Immigration officers appeared just as the meeting should have begun, staff told local media, and arrested several workers who were suspected to have provided false documents during the hiring process.
The company released a statement to reporters confirming that they had cooperated with immigrations officials but not addressing the allegation that they had used fake meetings to facilitate the raids:
We can confirm that several of Byron’s London restaurants were visited by representatives of the Home Office.

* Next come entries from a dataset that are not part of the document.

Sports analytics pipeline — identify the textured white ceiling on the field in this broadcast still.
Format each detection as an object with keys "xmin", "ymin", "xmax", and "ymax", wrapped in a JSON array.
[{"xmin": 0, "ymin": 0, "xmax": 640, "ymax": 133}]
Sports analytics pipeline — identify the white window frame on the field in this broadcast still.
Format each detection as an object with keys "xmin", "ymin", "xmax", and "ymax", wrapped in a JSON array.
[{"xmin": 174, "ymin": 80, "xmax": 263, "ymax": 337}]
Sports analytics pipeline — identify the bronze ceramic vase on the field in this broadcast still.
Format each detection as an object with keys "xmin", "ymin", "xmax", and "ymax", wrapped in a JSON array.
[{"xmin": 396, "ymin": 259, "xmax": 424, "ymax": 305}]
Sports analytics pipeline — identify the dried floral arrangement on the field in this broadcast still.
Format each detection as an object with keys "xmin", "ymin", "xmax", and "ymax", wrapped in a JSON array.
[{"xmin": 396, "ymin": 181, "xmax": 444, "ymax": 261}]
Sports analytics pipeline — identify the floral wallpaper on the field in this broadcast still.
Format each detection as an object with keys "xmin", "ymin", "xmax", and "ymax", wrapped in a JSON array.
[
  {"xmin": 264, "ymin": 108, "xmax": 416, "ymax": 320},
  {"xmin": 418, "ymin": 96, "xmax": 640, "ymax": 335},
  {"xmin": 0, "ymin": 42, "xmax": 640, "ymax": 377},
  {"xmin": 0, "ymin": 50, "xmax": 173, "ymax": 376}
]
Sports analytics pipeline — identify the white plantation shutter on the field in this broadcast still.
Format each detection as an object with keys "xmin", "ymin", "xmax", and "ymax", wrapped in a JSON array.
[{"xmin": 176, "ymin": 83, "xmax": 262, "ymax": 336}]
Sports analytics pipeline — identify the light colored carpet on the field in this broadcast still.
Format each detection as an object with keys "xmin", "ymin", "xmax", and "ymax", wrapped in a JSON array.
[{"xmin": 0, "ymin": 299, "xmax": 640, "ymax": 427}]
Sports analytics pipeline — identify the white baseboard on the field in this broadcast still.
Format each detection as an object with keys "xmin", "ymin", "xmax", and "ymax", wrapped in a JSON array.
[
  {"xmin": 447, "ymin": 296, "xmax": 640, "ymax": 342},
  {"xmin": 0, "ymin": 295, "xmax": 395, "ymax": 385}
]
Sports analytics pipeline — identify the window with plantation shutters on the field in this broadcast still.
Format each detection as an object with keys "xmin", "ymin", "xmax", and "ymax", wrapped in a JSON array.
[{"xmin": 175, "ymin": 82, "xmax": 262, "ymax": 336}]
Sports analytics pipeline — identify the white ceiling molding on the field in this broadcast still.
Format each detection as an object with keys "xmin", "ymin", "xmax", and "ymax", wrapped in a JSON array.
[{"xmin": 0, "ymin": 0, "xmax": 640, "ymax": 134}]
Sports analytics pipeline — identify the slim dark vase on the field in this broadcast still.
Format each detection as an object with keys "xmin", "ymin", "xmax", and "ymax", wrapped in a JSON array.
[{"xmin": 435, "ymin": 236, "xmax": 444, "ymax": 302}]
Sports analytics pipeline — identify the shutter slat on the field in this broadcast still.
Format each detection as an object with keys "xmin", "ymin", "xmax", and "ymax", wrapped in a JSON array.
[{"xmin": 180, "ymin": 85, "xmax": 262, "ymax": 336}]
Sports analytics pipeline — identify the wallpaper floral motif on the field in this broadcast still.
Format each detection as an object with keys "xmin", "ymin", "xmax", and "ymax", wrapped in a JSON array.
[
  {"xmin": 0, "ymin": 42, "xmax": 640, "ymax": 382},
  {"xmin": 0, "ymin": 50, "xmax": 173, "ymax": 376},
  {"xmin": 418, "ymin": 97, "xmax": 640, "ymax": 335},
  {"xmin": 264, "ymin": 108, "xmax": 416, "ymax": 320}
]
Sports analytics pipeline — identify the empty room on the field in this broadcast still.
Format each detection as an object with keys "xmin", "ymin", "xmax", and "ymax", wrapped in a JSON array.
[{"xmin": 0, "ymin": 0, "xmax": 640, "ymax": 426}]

These visits resulted in the removal of members of staff who are suspected by the Home Office of not having the right to work in the UK, and of possessing fraudulent personal and right to work documentation that is in breach of immigration and employment regulation.
We have co-operated fully and acted upon the Home Office’s requests throughout the course of the investigations leading to this action, and will continue to do so.
Britain’s Home Office told the BBC that 35 workers from Albania, Brazil, Nepal, and Egypt were arrested and that the operation was conducted with the company’s cooperation, though the government agency denied that trainings had been set up to lure workers.
The union that covers hospitality workers like the employees of Byron Hamburgers, the Hotel Workers Branch, posted this message on Facebook, criticizing the focus on immigration rather than enforcement of other standards in the hospitality industry:
As news of the raids spread online, people took to Twitter to protest the company’s actions with the hashtag #BoycottByron, saying that even though the company may have been following the letter of the law, they did wrong by hard-working employees in order to avoid a fine from immigration authorities:
#boycottbyron should have paid £4 million in fines but got away with lazy hiring by sacrificing minimum wage staff……assholes
— Vish (@MrVeesh) July 29, 2016
Employers who don’t cooperate with immigration authorities and are found not to have conducted proper checks on immigration documents can face an “unlimited fine” and face up to five years in prison, according to U.K. laws.